Barreiras à Implementação de Testes de Biomarcadores na Oncologia de Precisão
Apesar das diretrizes recomendarem o perfil molecular amplo para oncologia de precisão, os testes de biomarcadores enfrentam barreiras significativas de implementação, incluindo limitações de cobertura de seguro, longos prazos de entrega e problemas de adequação do tecido. Estudos mostram que a maioria dos pacientes não tem resultados de biomarcadores na consulta inicial, com até 43% apresentando tecido insuficiente para genotipagem em casos de NSCLC.
A oncologia de precisão depende de testes de biomarcadores, com diretrizes agora recomendando perfil molecular amplo em múltiplos tipos de tumor, mas barreiras significativas persistem na implementação clínica. Oncologistas relatam que as taxas de teste permanecem inconsistentes entre diferentes ambientes, pagadores e estágios da doença, criando uma lacuna entre as diretrizes e a prática clínica.
As barreiras mais persistentes aos testes de biomarcadores recomendados pelas diretrizes são o tempo de entrega, custo e adequação do tecido. Em doenças avançadas, os clínicos frequentemente iniciam a terapia antes que os resultados moleculares completos estejam disponíveis, pois os painéis de sequenciamento de próxima geração geralmente exigem de 10 a 21 dias na prática rotineira. Um estudo de 2024 em um hospital comunitário no Canadá entre pacientes com NSCLC descobriu que 79,7% dos pacientes ainda não tinham resultados de biomarcadores principais disponíveis no momento da consulta de oncologia médica.
A maior barreira aos testes é a cobertura de seguro, pois nem todo seguro cobre rotineiramente os testes, e alguns cobrem apenas testes em tecido e não no sangue. O perfil molecular abrangente é intensivo em recursos, e os resultados são tão bons quanto a qualidade da amostra, que pode ser comprometida por artefatos de coloração ou degradação. Há também uma questão subestimada de erro de amostragem: uma única biópsia pode não capturar toda a complexidade biológica de um tumor heterogêneo, o que significa que as decisões de tratamento podem ser baseadas em uma imagem incompleta.

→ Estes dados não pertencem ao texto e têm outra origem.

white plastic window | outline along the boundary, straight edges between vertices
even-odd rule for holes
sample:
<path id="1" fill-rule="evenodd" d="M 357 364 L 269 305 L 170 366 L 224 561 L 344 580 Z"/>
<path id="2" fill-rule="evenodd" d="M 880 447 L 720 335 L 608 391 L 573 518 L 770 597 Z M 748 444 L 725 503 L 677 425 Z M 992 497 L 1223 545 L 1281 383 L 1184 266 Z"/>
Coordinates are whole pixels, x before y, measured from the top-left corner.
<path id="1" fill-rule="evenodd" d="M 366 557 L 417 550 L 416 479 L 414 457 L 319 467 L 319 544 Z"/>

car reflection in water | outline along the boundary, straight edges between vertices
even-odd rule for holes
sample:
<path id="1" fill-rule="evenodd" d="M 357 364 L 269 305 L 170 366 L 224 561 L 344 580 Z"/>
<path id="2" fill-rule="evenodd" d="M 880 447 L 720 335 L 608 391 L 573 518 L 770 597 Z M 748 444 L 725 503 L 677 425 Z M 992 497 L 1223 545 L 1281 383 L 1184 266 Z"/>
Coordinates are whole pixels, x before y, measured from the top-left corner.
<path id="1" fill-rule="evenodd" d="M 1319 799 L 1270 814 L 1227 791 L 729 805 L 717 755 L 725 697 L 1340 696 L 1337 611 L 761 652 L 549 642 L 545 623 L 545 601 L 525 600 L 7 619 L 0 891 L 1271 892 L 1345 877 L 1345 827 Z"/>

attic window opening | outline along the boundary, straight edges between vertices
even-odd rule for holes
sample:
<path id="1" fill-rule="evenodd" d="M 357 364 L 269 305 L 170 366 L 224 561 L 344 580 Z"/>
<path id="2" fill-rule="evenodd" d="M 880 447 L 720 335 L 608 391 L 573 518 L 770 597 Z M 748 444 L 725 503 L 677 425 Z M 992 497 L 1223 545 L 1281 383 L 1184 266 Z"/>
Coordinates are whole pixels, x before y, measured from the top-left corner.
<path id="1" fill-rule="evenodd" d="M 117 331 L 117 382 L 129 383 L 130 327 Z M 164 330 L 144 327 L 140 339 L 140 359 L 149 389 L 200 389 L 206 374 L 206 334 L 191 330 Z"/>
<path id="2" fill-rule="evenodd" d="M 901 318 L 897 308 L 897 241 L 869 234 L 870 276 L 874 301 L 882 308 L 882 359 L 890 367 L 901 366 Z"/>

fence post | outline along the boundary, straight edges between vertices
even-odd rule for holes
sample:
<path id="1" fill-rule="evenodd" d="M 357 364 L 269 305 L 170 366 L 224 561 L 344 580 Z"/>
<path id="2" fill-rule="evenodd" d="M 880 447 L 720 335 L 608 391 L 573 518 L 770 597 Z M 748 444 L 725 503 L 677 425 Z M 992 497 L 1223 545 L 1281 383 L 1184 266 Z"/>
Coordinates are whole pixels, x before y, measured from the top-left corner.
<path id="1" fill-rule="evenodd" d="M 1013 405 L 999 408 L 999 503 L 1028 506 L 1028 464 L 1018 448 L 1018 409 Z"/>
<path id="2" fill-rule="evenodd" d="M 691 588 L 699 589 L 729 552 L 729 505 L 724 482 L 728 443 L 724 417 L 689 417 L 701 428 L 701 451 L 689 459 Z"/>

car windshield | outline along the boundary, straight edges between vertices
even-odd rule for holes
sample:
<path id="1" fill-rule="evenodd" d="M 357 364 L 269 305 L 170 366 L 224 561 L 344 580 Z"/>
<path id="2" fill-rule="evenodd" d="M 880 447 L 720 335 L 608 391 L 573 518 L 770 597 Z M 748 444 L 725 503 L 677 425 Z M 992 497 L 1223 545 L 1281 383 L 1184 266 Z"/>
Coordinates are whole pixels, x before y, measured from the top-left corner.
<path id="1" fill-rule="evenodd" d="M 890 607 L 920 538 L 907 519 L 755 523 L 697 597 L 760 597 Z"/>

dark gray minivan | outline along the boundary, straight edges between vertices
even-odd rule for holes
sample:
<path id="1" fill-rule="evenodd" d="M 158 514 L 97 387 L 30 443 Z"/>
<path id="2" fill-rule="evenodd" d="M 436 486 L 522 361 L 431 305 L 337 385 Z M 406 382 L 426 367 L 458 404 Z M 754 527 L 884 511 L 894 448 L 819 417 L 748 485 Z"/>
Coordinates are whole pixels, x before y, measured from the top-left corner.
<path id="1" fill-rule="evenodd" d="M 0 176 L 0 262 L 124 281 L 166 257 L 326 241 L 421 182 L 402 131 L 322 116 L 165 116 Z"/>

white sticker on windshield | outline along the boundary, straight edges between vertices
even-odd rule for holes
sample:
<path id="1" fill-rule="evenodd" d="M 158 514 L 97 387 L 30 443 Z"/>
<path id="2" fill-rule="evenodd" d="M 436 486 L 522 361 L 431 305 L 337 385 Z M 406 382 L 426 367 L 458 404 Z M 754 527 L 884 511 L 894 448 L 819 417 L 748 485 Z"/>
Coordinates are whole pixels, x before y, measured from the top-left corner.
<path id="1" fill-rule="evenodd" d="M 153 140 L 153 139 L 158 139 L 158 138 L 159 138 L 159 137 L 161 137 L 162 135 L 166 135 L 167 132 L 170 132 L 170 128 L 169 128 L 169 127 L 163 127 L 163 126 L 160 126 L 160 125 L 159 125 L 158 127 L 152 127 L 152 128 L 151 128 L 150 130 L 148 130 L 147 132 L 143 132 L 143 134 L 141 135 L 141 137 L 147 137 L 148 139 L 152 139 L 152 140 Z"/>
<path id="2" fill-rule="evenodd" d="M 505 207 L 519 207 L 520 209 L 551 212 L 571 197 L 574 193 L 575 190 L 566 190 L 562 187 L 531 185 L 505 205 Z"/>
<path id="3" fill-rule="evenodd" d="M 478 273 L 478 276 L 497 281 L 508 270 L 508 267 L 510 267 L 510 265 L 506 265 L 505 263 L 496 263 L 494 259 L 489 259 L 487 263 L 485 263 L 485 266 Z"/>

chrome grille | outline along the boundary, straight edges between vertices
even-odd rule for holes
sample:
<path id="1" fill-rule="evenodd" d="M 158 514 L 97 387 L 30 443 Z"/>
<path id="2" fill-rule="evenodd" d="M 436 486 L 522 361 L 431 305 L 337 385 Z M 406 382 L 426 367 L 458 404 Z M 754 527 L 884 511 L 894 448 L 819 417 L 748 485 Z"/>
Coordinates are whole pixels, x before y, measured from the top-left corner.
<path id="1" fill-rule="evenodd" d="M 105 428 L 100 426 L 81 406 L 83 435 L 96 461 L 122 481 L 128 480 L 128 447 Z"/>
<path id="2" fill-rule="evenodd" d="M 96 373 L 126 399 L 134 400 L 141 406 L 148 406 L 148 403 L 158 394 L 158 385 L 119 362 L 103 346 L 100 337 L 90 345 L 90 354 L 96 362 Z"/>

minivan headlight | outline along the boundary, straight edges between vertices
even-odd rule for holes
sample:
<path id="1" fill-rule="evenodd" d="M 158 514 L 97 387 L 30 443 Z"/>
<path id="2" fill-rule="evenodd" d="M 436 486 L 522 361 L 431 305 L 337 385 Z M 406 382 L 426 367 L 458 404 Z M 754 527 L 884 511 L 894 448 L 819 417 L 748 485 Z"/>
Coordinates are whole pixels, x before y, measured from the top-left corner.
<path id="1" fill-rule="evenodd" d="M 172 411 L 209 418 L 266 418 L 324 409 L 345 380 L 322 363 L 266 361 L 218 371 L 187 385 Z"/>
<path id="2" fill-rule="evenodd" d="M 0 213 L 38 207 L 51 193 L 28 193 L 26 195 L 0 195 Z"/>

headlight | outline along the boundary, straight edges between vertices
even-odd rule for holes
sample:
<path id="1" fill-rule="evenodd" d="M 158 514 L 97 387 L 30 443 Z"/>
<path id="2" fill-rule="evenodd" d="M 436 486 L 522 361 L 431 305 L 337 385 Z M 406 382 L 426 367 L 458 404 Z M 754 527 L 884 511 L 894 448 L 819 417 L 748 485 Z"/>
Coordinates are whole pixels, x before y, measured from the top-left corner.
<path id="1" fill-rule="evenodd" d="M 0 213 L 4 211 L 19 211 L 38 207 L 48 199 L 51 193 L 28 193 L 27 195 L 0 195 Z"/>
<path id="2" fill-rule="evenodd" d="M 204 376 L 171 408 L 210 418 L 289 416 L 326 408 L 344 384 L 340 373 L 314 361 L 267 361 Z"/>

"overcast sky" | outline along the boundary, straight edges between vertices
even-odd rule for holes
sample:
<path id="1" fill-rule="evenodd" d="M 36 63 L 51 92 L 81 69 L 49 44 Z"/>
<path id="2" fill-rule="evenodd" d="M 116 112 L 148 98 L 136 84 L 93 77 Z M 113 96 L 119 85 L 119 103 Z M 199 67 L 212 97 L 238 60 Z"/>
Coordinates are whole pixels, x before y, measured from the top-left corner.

Tecido insuficiente continua sendo um problema frequente, com pequenas biópsias, especialmente no câncer de pulmão, limitando a capacidade de executar painéis amplos. Um relatório entre pacientes com NSCLC descobriu que até 43% tinham tecido insuficiente para genotipagem; as razões incluíram biópsia que não pôde ser realizada com segurança, amostragem limitada ou incapacidade de obter tecido adequado. A capacidade de radiologia intervencionista e o risco procedimental adicionam outra camada, e em pacientes frágeis, a biópsia repetida nem sempre é viável.
A biópsia líquida oferece tempo de entrega mais rápido, mas a sensibilidade varia de acordo com a carga tumoral e o derramamento. Os oncologistas estão mostrando entusiasmo sobre como as decisões recentes da FDA estão moldando a sequência de tratamento, testes de biomarcadores ou seleção de pacientes em sua prática diária. Ter acesso a métodos para sequenciar alvos específicos é crítico para considerar o retratamento com agentes direcionados a esses alvos, e à medida que os testes genômicos se tornam mais padrão, os clínicos aprenderão mais sobre como melhor sequenciar terapias ou combiná-las para melhorar os resultados, especialmente entre pacientes de alto risco.